In Reply: Dr. Phillips is entirely correct that the international trend toward using market mechanisms in an effort to increase value for money in health care arises from an ethical vision. That vision, ultimately derived from Adam Smith, postulates that the invisible hand of the market will reliably enhance various human goods and stigmatizes governmental action as "coercive intrusion."
I am afraid, however, that (in his words), Dr. Phillips is "ignorant or arrogant" in not acknowledging that the view he advances of the superiority of markets and the inevitable harm caused by government interference is a hypothesis, not an established truth. The social experiment that the U.S. and other countries have embarked upon may ultimately demonstrate that market forces can be harnessed to improve the safety-net services that historically have been provided by religious bodies and other forms of community action. For now, however, market-based health care rests on a hypothesis, not a proven truth.
Having practiced since 1975 in a not-for-profit capitated group practice, I have seen firsthand many positive impacts of market competition. However, the limited data to date about the public backlash against managed care suggest that the public regards health care as a social good, not a "commodity" (1).

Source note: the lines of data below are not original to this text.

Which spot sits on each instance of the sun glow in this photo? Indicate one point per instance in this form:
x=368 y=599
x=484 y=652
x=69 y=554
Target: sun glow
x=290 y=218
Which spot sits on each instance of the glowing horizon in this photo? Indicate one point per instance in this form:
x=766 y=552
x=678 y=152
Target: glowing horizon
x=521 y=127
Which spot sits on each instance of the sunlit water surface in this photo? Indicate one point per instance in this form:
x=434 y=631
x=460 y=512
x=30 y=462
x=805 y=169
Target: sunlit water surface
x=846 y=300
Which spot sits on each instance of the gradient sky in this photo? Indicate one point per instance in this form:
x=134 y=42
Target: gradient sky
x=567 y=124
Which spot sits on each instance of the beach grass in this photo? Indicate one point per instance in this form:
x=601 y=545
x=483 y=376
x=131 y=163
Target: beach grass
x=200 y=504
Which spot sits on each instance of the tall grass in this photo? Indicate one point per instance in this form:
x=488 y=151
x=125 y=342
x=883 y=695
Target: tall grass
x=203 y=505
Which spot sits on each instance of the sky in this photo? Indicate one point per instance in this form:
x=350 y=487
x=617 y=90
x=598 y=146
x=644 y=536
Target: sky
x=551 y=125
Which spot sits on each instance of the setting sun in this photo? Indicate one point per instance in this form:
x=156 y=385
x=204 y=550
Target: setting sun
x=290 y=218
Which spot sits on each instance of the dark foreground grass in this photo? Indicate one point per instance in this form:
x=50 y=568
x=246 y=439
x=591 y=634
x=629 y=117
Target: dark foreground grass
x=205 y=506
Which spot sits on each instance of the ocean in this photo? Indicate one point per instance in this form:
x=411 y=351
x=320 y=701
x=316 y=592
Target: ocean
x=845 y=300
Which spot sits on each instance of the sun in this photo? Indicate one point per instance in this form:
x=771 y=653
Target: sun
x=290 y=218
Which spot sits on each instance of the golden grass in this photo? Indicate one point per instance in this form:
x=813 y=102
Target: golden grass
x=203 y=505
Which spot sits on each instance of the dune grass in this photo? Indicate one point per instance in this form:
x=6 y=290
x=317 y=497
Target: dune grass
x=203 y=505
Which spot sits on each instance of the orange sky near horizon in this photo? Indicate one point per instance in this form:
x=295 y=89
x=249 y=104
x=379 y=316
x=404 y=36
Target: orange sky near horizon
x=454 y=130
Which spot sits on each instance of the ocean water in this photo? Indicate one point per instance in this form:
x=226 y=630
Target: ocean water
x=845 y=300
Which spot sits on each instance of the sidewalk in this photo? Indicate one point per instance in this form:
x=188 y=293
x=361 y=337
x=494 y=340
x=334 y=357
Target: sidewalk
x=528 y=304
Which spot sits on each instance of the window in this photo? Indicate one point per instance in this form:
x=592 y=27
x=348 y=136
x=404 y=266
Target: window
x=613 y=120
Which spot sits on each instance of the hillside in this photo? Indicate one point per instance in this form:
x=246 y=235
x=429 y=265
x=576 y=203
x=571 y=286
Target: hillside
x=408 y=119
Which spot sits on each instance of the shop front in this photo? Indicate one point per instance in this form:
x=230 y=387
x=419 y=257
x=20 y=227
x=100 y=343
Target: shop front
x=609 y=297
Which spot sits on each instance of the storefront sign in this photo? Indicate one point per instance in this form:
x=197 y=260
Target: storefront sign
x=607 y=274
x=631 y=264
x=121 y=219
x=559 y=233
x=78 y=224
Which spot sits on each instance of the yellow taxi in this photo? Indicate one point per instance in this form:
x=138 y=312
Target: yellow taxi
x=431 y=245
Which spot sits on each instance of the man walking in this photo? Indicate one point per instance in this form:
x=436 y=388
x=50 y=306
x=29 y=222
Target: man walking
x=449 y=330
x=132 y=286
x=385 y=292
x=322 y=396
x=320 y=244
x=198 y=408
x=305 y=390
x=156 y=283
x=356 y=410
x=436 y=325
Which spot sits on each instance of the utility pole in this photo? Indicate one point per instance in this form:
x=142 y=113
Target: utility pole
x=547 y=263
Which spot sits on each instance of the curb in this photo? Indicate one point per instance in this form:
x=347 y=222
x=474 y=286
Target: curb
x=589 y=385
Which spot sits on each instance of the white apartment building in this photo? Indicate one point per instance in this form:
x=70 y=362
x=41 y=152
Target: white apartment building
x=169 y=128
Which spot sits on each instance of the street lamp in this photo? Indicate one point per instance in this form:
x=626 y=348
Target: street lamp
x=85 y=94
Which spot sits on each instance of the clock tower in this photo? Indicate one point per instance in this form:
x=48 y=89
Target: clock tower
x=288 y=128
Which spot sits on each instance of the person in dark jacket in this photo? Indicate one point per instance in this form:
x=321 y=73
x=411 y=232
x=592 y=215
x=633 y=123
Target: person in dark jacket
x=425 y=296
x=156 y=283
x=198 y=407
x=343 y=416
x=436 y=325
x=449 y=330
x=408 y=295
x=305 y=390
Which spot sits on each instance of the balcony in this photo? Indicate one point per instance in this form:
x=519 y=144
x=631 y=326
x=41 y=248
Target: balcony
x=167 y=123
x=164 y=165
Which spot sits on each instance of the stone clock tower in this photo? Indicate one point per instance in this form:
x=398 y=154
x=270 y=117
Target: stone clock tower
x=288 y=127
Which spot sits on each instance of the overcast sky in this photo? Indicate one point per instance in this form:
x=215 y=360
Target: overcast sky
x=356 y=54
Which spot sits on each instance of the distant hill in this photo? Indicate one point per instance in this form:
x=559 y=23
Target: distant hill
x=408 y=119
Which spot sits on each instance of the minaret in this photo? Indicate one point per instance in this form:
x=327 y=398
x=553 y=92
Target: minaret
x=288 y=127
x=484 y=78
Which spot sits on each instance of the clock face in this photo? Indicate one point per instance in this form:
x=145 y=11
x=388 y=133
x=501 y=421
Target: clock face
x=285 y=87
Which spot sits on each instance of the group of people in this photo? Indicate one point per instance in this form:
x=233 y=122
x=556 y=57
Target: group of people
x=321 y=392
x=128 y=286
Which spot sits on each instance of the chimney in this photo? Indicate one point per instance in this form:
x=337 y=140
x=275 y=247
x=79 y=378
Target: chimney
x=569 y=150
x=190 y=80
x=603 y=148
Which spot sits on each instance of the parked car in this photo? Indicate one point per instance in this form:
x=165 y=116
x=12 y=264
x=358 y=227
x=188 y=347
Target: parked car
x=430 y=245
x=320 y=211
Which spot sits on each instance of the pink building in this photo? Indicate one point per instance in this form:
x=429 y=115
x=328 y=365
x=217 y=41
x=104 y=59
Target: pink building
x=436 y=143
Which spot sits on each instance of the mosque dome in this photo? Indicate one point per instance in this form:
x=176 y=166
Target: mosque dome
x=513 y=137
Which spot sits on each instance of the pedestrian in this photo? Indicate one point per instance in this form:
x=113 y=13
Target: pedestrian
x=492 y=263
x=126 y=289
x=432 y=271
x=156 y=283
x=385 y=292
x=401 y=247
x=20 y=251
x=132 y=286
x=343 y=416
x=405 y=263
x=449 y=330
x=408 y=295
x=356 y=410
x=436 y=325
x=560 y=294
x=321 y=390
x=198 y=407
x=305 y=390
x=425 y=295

I will decline Dr. Phillips's invitation to attack the ethics of the marketplace. Improved policy and service delivery require data and reflection, not attack and counterattack. In a previous column about for-profit health care, I criticized the way clinicians and professional associations attack for-profit health care as prima facie unethical (2). That form of attack without data will not and should not influence policy makers. Similarly, a faith-based but data-free attack on public programs cannot provide a sound basis for rational policy.